The New York Times published a story Sunday which makes clear that protesters in Venezuela have been suffering tremendous abuse at the hands of the country’s police and soldiers. The crackdown is so severe that even some allies of President Maduro are calling on him to tone it down.
The Times article contains a number of stories of individuals who were beaten or killed. It opens with Clipso Martínez who was shot with plastic shells at such close range that pieces of his shattered car keys had to be dug out of his leg.
He was lucky compared to 23-year-old Geraldín Moreno. She was banging a pan in protest when soldiers on motorcycles pulled up in front of her apartment complex. Moreno tried to run but tripped. That’s when “a soldier got off his motorcycle, pointed his shotgun at her head and fired.” The round contained plastic not metal but it was fired so close that pellets went through her eye and into her brain. She died in surgery. No one has been arrested for the murder.
The Times also tells the story of Keyla Brito who, along with her teenage daughter, was arrested by the National Guard and taken to a prison for women along with six other women who had been detained:
soldiers beat them, kicked them and threatened to kill them, according
to Ms.

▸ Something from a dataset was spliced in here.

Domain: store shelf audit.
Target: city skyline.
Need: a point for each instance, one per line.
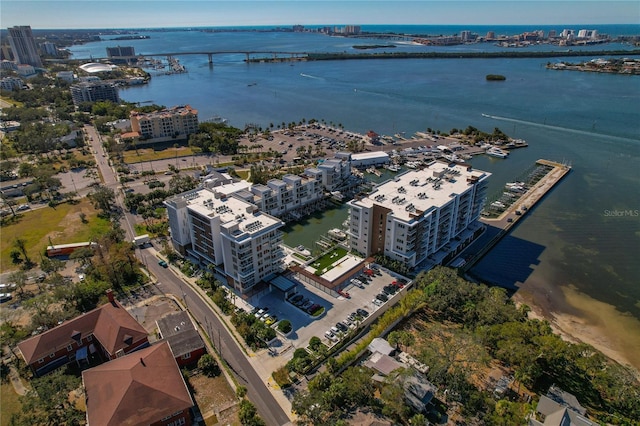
(196, 13)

Brito, her daughter and two of the other women. Male soldiers
threatened to rape them, they said.
Brito said that a soldier cut off her waist-length hair, leaving it
ragged. Her daughter and the other women underwent similar haircuts,
The women said they were released only after being made to sign a paper stating that they had not been mistreated.

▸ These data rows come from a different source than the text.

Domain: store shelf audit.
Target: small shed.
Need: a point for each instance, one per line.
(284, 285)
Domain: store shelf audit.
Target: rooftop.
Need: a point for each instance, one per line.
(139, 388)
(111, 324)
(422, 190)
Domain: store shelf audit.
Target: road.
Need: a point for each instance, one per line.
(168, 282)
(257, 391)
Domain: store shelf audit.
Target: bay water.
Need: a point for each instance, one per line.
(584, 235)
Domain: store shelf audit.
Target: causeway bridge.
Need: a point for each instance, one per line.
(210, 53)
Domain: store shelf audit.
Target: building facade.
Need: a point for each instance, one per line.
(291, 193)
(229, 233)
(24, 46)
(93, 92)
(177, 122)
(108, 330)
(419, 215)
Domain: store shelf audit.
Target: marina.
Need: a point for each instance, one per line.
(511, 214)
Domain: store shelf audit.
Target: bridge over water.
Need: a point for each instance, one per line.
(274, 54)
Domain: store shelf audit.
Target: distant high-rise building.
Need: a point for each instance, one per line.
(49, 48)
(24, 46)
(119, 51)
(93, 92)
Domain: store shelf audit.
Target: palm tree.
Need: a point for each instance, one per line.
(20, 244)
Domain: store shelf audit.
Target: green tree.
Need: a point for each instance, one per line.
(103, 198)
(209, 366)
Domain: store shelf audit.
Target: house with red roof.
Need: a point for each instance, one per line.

Luis Gutiérrez was kicked in the fact until his nose was broken and doctors needed to install metal plates to rebuild his forehead. Oswald Torres said he was kicked by soldiers who pretended he was a soccer ball. Eventually he was hit in the head by a soldier’s helmet so hard that he heard his own skull crack before passing out.
These are just a few of many similar stories. The Times notes that the Penal Forum has “documented 70 cases of alleged abuse so far.” Many of the victims describe “similar patterns of abuse” which often involve being made to lie on the ground so that soldiers can kick them.
President Maduro called for Council for Human Rights intended to look into the reports of abuse. But as the Times points out “critics complained that the council included the same government
officials responsible for the security forces implicated in abuses: the
defense minister and the interior minister.”
According to the government there are currently 197 people in prison out of the 2,000 arrested in connection with the protests.